Elections are already scheduled for July. Khem Ngun said he was the new military commander of the Khmer Rouge hard-liners, replacing Ta Mok who had retired, and he said the group had changed its name to the National Solidarity Party.
In Phnom Penh, Defense Minister Tea Banh said there was no substance to the rebels' proposal and expressed skepticism at their claim that Khmer Rouge military strongman Ta Mok had retired.
"It's only talk, it's worthless," Tea Banh told Reuters. Asked if he believed Ta Mok had really retired, Tea Banh laughed and said: "Go and ask them again."
Ranariddh returns for discussions with King Sihanouk
Also on Wednesday, ousted Cambodian Co-Premier Norodom Ranariddh returned to Cambodia to discuss his worries about the upcoming elections with his father, King Norodom Sihanouk.
Ranariddh flew into the village of Siem Reap from Bangkok.

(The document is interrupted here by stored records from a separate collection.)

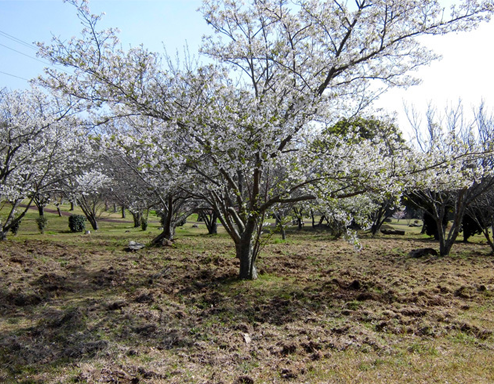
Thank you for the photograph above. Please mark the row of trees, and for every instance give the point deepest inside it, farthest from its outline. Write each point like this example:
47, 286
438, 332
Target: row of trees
254, 130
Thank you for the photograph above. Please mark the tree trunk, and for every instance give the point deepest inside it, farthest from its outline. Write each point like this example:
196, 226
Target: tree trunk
168, 232
246, 251
137, 216
211, 221
92, 220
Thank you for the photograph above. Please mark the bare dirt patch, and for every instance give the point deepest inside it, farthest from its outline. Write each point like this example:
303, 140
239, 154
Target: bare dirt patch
320, 312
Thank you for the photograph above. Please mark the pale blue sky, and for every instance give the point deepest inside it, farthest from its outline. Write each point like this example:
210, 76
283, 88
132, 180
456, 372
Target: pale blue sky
465, 71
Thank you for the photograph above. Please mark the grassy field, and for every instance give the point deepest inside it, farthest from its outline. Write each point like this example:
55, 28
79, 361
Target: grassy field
78, 308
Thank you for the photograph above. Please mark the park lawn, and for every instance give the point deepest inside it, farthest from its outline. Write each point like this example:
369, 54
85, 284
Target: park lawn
79, 308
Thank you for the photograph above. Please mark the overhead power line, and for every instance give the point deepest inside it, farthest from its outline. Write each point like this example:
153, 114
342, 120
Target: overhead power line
9, 74
19, 41
24, 54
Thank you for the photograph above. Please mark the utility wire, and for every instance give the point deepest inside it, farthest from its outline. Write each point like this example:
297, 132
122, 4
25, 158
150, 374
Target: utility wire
9, 74
24, 54
19, 41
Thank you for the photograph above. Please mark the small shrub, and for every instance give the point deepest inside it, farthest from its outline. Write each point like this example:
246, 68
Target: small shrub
15, 227
42, 221
77, 223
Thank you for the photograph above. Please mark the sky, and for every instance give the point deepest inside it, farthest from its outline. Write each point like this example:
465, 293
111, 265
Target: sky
465, 73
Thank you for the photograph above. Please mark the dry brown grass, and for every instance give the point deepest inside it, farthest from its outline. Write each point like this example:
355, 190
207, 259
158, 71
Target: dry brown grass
320, 313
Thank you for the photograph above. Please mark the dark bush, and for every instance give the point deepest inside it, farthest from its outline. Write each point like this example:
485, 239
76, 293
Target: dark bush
77, 223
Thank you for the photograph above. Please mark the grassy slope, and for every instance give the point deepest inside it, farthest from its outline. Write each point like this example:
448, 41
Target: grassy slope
78, 308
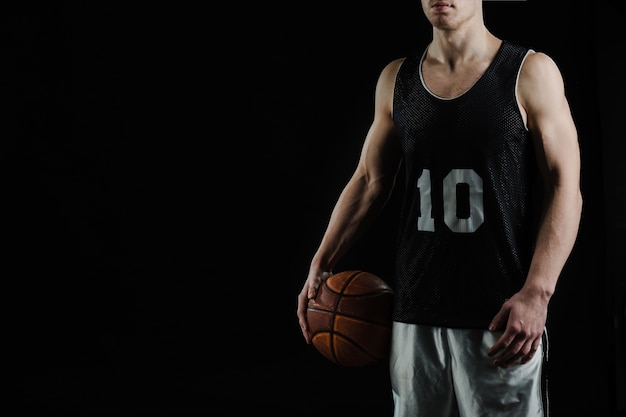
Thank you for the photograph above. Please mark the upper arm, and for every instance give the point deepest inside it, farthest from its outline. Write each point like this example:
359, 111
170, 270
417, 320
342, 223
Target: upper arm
381, 155
542, 96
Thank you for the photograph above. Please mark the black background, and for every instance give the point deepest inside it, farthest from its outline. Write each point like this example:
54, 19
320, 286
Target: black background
169, 170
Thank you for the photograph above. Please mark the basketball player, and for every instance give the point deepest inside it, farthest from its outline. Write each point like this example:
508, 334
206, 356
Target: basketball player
479, 127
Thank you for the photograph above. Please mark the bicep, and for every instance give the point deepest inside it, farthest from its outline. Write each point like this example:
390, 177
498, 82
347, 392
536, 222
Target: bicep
550, 121
381, 153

After meeting with his father, he told reporters that the king fully supports efforts by the Association of South East Asian Nations, the United States and Japan to ensure the July 26 elections will be free and fair.
Of particular concern to Ranariddh and Sihanouk are concerns that voters will suffer intimidation and voting will be flawed as a result.
To fight this, Sihanouk wants as many international observers in the country as possible when voters go to the polls.
The prince won the nation's last elections in 1993, but was forced from power last July by his coalition partner, Hun Sen, who now controls the Cambodian government.
Hun Sen has asked the United Nations to coordinate the election, but has refused to let the organization monitor the elections the way it did in 1993.
The parliament on Tuesday rejected a proposed ammendment to a voting law aimed at ensuring votes are counted at the district level rather than the village level where they will be cast.
Opposition politicians argue that voters can be intimidated if their votes are counted in the villages they are cast. Ranariddh did not comment on parliament's rejection of the proposal, but did say that if the elections are to go smoothly, all parties must cooperate.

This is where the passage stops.